Caroline Duffield, the BBC 's correspondent in Lagos, enlightens us further:

These killings are often painted by local politicians as a religious or sectarian conflict. In fact it is a struggle between ethnic groups for fertile land and resources in the region known as Nigeria's Middle Belt.

The feeling remains though, despite the best efforts of Auntie, that these underlying grievances aren't quite enough to account for the butchering of 500-odd, including many women and children. A struggle for resources is nothing new, but it doesn't usually end in this kind of slaughter.

Then there's Peter Cunliffe-Jones in the Guardian, under the heading Food not Faith:

Certainly, religion is one of the many dividing lines in Jos and elsewhere in Nigeria. But it is not the main one.

In Jos, as elsewhere, the cause of fighting has, more often been the struggle for resources than it has religion. In Jos, my AFP colleague Aminu Abubakar reports that the original cause of the latest clash was the alleged theft of cattle, blamed by a group of settler-farmers on a group of cattle herders. Often the fighting in the north is between the semi-nomadic cattle herders (who happen to be mostly Muslim) and settler-farmers (who happen to be mostly Christian), fighting about the diminishing access to land.

All of which no doubt well-intentioned and reassuring Marxist-type interpretations, which look to the underlying economic circumstances as the main driver of human actions, struggle somewhat with the actual events:

Survivors claimed that Muslim inhabitants of the targeted villages of Zot, Dogo Nahawa and Rastat had received telephone calls two days before the attack telling them to leave the area.

Witnesses said gangs waited at main entry points to the villages while others went from house to house, setting the homes on fire.

Those who fled were killed at the exit points. Others were slaughtered after being caught in animal traps and nets as they ran in the dark.

Ben Kwashi, Anglican Archbishop of Jos, said he visited one of three villages engulfed by the violence. “I could see kids from age zero to teenagers, all butchered from the back, macheted in their necks, their heads. Deep cuts in the mouths of babies. The stench.
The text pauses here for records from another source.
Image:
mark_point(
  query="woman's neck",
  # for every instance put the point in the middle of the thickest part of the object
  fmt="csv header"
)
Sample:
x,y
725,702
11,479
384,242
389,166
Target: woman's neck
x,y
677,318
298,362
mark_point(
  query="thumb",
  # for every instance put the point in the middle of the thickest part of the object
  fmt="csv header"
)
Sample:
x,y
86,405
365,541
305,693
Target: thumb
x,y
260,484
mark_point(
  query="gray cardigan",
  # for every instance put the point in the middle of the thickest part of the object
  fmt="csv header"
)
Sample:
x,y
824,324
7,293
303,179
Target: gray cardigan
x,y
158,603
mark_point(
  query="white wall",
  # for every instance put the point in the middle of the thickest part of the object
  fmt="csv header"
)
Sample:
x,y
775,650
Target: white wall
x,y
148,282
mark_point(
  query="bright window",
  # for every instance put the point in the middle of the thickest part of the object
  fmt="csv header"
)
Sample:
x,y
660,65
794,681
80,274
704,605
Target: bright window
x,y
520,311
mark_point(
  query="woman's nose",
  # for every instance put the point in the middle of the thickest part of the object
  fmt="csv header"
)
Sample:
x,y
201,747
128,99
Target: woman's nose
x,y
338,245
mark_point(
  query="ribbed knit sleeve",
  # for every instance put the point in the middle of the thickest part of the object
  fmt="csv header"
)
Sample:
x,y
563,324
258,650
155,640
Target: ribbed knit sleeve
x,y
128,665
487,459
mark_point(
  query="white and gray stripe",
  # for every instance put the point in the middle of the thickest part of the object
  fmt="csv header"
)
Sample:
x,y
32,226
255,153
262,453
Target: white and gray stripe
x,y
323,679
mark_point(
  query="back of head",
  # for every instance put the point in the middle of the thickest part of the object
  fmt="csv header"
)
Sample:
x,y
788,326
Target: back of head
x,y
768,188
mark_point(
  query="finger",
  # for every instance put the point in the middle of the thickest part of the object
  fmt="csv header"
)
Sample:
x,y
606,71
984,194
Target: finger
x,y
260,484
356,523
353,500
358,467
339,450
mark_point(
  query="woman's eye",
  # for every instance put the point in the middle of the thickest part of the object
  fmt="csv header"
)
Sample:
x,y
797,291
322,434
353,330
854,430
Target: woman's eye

People wailing and crying,” he said….

Survivors told The Times that entire families were killed, some to the chants of Allahu Akbar — God is Greatest. They said villagers awoke to shouting and gunfire at about 3am on Sunday.

“They then set homes on fire and attacked men, women and children. Many were decapitated,” said Theresa Malinowska, press officer for Christian Solidarity Worldwide. Staff counted the bodies of four babies and 28 children under 5 in one location alone.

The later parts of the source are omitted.